Satellite images provided to CNN by McKenzie Intelligence Services (MIS) show a city held hostage by terror. The aerial shots show checkpoints, ISIS flags dominating the skyline and bridges cut off from the world by US-led coalition airstrikes, among other intriguing details.
Stuart Ray, an MIS analyst, said the satellite images, taken on March 26, showed signs of normal daily life in Raqqa, and not as much destruction from the airstrikes as might have been expected.
He said the buildings that had been hit seemed to remain relatively intact, as did some of the infrastructure, although that doesn't mean the infrastructure is necessarily working. Ray added that from what can be seen in these snapshots, it did not look like a city damaged by battle, or under siege -- even though the latter is increasingly true.
1. Checkpoints in front of reported ISIS HQ: The images clearly show two checkpoints in the main road outside a key governate building, which ISIS have reportedly used as a headquarters. To the left, the remains of a building targeted in a precision coalition airstrike can be seen -- this is believed to be the previous ISIS command center.
2. ISIS colors: The shadow on the ground confirms the presence of a large ISIS flag next to the governate building, near the city's clock tower square.
3. Bridge to nowhere: The old bridge in Raqqa has been severed at one end, likely the result of a precision coalition airstrike that targeted the bridge's end nearest the bank -- perhaps to make it easier to rebuild in the future. The image also shows a series of slipways, making access for cars to the river and boats easier.
4. Tarpaulins shield militants from drones: All along the length of al-Mansour street in central Raqqa is a blanket of massive tarpaulins strung up from the buildings. The tarpaulins are designed to obscure ISIS fighters from coalition drone surveillance.
Coalition net slipping over the city
Raqqa is almost entirely encircled by coalition-backed fighters called the Syrian Defense Forces, an alliance of mainly Kurdish fighters with some Arab Syrian rebels in tow.

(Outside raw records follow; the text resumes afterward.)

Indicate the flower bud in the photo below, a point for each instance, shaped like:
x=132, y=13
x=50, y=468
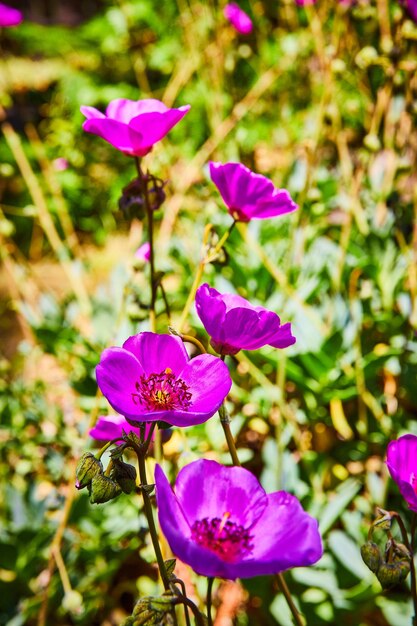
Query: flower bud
x=125, y=476
x=371, y=556
x=390, y=574
x=88, y=467
x=103, y=489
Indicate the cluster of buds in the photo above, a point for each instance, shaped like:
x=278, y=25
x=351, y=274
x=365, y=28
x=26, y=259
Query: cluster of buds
x=146, y=188
x=392, y=566
x=105, y=485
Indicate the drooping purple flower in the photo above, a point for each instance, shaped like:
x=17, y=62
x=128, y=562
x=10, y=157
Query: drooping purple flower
x=221, y=522
x=152, y=378
x=143, y=253
x=248, y=195
x=402, y=465
x=110, y=427
x=9, y=16
x=131, y=126
x=235, y=324
x=238, y=18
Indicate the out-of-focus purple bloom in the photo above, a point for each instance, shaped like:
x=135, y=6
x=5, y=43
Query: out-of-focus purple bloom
x=248, y=195
x=402, y=464
x=221, y=522
x=152, y=378
x=235, y=324
x=143, y=253
x=131, y=126
x=9, y=16
x=238, y=18
x=110, y=427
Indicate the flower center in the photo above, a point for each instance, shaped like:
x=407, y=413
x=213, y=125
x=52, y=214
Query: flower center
x=162, y=392
x=228, y=540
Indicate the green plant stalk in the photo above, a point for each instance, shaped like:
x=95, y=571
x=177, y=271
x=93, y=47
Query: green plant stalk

The group have been moving fast in the flatlands around the city to seal it from the west, north and east, and are due, in the coming weeks, to move in from the south.
This will up the pressure on ISIS in the city, where recent escapees reported food shortages, and even problems with water.
The fight for Raqqa, heavily assisted by US and other Western special forces, may mark the last major battle to remove the group from its self-declared caliphate in Iraq and Syria, as the fight to oust them from Mosul in Northern Iraq continues to progress.
And while Raqqa is a smaller city than Mosul, ISIS are expected to fight hard to prevent its symbolic defeat.